After the Bear Stearns Bailout – Waiting for the Other Shoe to Drop?
Late Sunday night, in a conference room high up at the troubled investment bank’s Midtown headquarters, Bear Stearns allowed itself to be sold to JPMorgan at the fire sale price of $2 per share, in order to avoid impending bankruptcy. At $236 million for the extensive prime brokerage and clearing operations of the 85-year old investment bank, JP Morgan seems to have gotten a better deal on Bear Stearns than anyone can remember since the last Barney’s warehouse sale.
Indeed, some high flying hedge-fund managers have paid more for their vacation homes than Jamie Dimon, CEO of JP Morgan Chase paid for the entire Bear Stearns operation, including the bank’s Madison Ave headquarters, said to be worth at least a billion on its own.
The federal government not only blessed the transaction, but heavy-handedly shepherded it through the regulatory framework, as the Federal Reserve and Treasury department officials conferred with dealmakers on both sides of the equation and agreed to float a $30 billion credit line to guarantee Bear’s extensive trading obligations and hopefully stave off a credit market melt-down. However, the bailout leaves many consumers wondering when they will receive the same type of relief on their individual subprime mortgages, as the rug is pulled out from under them, and they default on their mortgages while waiting for their stimulus package checks to arrive in May (too little, too late?)
For a firm that traded at $170 per share as recently as January 2007, and was still hovering around $84 per share at the close of the 2007 fiscal year in November 2007, the old-school investment bank’s reversal of fortune is that much more stunning. However, trouble had been brewing for months at Bear, which was hit harder even that other investment banks, had written down billions in the wake of the sub-prime debacle and had untold billions more in subprime-related exposure.
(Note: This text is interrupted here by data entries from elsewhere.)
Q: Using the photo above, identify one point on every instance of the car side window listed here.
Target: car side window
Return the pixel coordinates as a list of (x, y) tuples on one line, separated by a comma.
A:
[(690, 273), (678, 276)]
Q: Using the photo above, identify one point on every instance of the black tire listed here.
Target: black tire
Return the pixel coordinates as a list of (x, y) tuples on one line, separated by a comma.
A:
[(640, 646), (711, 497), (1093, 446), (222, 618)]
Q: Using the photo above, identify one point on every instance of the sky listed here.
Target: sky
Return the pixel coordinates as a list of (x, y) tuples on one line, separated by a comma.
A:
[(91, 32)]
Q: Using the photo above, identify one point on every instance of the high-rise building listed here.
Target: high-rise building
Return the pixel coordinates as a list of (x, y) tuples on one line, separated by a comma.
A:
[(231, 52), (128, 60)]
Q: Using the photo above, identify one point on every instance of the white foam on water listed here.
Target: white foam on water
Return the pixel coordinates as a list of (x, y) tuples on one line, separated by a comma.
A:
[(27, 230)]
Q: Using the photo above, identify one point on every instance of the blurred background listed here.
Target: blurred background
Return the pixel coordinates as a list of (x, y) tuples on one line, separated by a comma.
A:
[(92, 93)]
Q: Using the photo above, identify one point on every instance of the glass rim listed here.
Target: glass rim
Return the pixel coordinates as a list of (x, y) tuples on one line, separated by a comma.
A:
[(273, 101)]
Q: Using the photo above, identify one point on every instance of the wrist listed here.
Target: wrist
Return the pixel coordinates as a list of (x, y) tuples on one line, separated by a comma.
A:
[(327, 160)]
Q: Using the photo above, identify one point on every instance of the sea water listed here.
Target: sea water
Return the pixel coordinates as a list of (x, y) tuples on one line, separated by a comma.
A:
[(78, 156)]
On Tuesday morning, the post-Bear talk on Wall Street is … will another shoe drop? Investors are bracing for another volatile week in the markets, and there is concern that another run on a financial institution plagued by mortgage-related debt could touch off a wave of devaluation of financial firm assets. These fears are causing a serious crisis of confidence on Wall Street, amid the final realization that we are in an actual recession, and not just “tough times,” or “a hard spot,” as various White House representatives have euphemistically claimed.
One thing is certain – the classic moral hazard concern that financial actors will not behave in fiscally responsible, risk-minimizing ways if they expect to be bailed out of their mistakes applies to retail consumers and financial institutions alike.